There has been a long-standing debate as to what items should be refrigerated and which ones can be stored at room temperature. And quite honestly, this article won’t put an end to the debate. But based on diligent research and years of experience, here is another unbiased opinion among thousands of other opinions.
Many years ago, ketchup, like almost any condiment, was kept in the cupboard at room temperature with no adverse effects. However, things have changed over the years. Partly because of society’s compulsive and, some would say obsessive focus on healthy eating, many ingredients like salt and sugar have been greatly reduced or even eliminated from many products, including ketchup. These ingredients acted as a natural preservative.
Other preservatives such as Sodium benzoate, have also been reduced or eliminated. However, the vinegar and tomatoes in ketchup give it a high level of acidity, which slows down bacterial growth. Because of this, ketchup can usually be safely kept at room temperature for 2-3 weeks. Any longer than that and it would be advisable to refrigerate it.
I grew up on Miracle Whip while my wife was a mayonnaise person.
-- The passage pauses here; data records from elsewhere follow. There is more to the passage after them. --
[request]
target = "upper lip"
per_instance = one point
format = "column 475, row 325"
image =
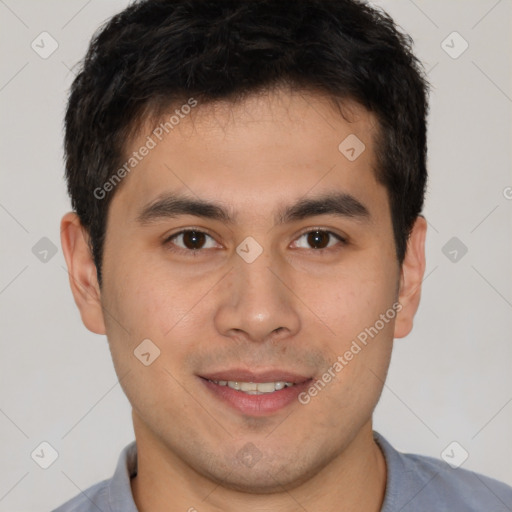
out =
column 241, row 375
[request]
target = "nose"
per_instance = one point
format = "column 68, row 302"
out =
column 257, row 301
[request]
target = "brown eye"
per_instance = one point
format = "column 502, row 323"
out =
column 319, row 239
column 190, row 240
column 193, row 239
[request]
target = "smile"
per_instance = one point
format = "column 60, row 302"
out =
column 254, row 388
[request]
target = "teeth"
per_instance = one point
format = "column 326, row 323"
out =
column 254, row 388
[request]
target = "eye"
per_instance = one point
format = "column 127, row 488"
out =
column 190, row 240
column 320, row 239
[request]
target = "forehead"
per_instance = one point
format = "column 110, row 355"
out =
column 258, row 152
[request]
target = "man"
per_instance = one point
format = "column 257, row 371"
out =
column 247, row 179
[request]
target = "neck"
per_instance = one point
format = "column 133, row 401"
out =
column 355, row 480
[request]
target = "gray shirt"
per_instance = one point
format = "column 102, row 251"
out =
column 415, row 483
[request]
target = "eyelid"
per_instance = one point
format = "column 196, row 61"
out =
column 167, row 240
column 343, row 240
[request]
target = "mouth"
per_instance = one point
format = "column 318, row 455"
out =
column 256, row 394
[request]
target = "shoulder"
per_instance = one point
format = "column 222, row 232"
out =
column 419, row 483
column 90, row 500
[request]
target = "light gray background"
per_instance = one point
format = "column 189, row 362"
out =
column 451, row 379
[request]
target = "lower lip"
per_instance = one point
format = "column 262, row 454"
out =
column 257, row 405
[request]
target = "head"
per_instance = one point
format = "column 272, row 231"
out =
column 232, row 118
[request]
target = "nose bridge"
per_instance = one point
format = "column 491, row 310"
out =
column 257, row 303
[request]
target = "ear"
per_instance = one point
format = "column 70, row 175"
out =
column 82, row 272
column 411, row 277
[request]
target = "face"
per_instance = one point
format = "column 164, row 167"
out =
column 248, row 248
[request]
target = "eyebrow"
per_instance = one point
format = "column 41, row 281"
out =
column 173, row 205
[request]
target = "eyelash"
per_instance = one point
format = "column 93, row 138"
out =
column 194, row 252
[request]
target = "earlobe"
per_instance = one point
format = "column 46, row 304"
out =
column 413, row 269
column 82, row 272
Not to worry. I converted her from the dark side. But since they are both used primarily as a condiment, I bundled them in the same category.
The explanation is longer than the recommendation. Refrigerate. The eggs alone could make them toxic if they go bad. Besides, they just taste better cold.
Which leads me to …
This seems like a bit of a contradiction, but while the eggs in mayo can cause it to go bad fairly quickly, eggs themselves, at least according to one article, are better left on the counter. I know, weird, right?
Personally, I have always refrigerated eggs and have no plans to change now, so I have no direct experience to draw on and pass along my nuggets of wisdom. Sorry.
Peanut butter in the fridge? Really? Who puts peanut butter in the fridge? Cold peanut butter is almost impossible to spread without destroying your bread.
I have kept peanut butter in the cupboard at room temperature for years with no ill effects. The worst thing that has ever happened is the oil begins to separate after a while.
Room temperature is fine unless the manufacturer says otherwise, although I do not recommend keeping it there for more than a few weeks.
First of all, we’re talking about real butter, not margarine.
While most butter manufacturers and even the USDA recommend that butter be refrigerated at all times, as with peanut butter, I’m sure you know the perils of trying to spread hard butter on soft bread. But butter is a dairy product and as we know, dairy needs to be kept cold.
Normally that would be true, but since butter has low water content and high salt, except for the low salt versions, these two factors help prevent the butter from spoiling rapidly.
Even the experts agree that you can remove butter from the fridge for a short period of time to let it soften. But no one can seem to agree on what “a short period of time” actually means. Even then, it should be sealed in an airtight container. There are many tabletop butter dishes made just for this purpose.
The general consensus is to remove the butter from the fridge 30-45 minutes before you intend to use it. But if you are like me, you’ll forget to do that, so while you are waiting for the butter to soften, everything else gets cold.
This goes against everything I’ve known, but according to the experts, tomatoes should be kept at room temperature. Refrigerating tomatoes causes the membranes to break down, giving them more of a meaty texture and reducing the flavour. It also slows down the ripening process.
Only refrigerate if you plan on storing them for more than a few days.
The next best option is to leave a small amount on your counter in an airtight container, away from direct sunlight. You can do this for “a short amount of time”, whatever that means. I would guess no more than a week or two.
If all of this is too hard to remember, just suck it up and go get a tub of soft margarine as I do. I believe they make whipped butter in a tub now that’s softer than the stick butter. If you have your heart set on real butter, it might be worth checking out.
I only discovered this myself a couple of months ago. We used to store our bread in a backroom in the winter where it was cooler, between 50-60 degrees. But in the summer, the room got too hot, so we refrigerated it, but it always came out hard and crumbly.
Then I discovered freezing and it works like a charm. I always thought that freezing would make it even harder after it thawed, but I was wrong. It lasts virtually forever in the freezer and once you take it out and let it thaw, it’s as soft as when we first bought it.
I lumped these together because the recommendation is the same. Keep in a cool, dark area, but not the refrigerator.
Refrigerating potatoes causes the starch to turn to sugar more quickly, giving them an unpleasant sweet, gritty taste. It’s best to put them in a paper bag in a dark area. This also helps to slow the growth of those ugly sprouts.
Onions and garlic become mushy and/or mouldy much quicker, plus they smell up the refrigerator and give other foods a bad taste.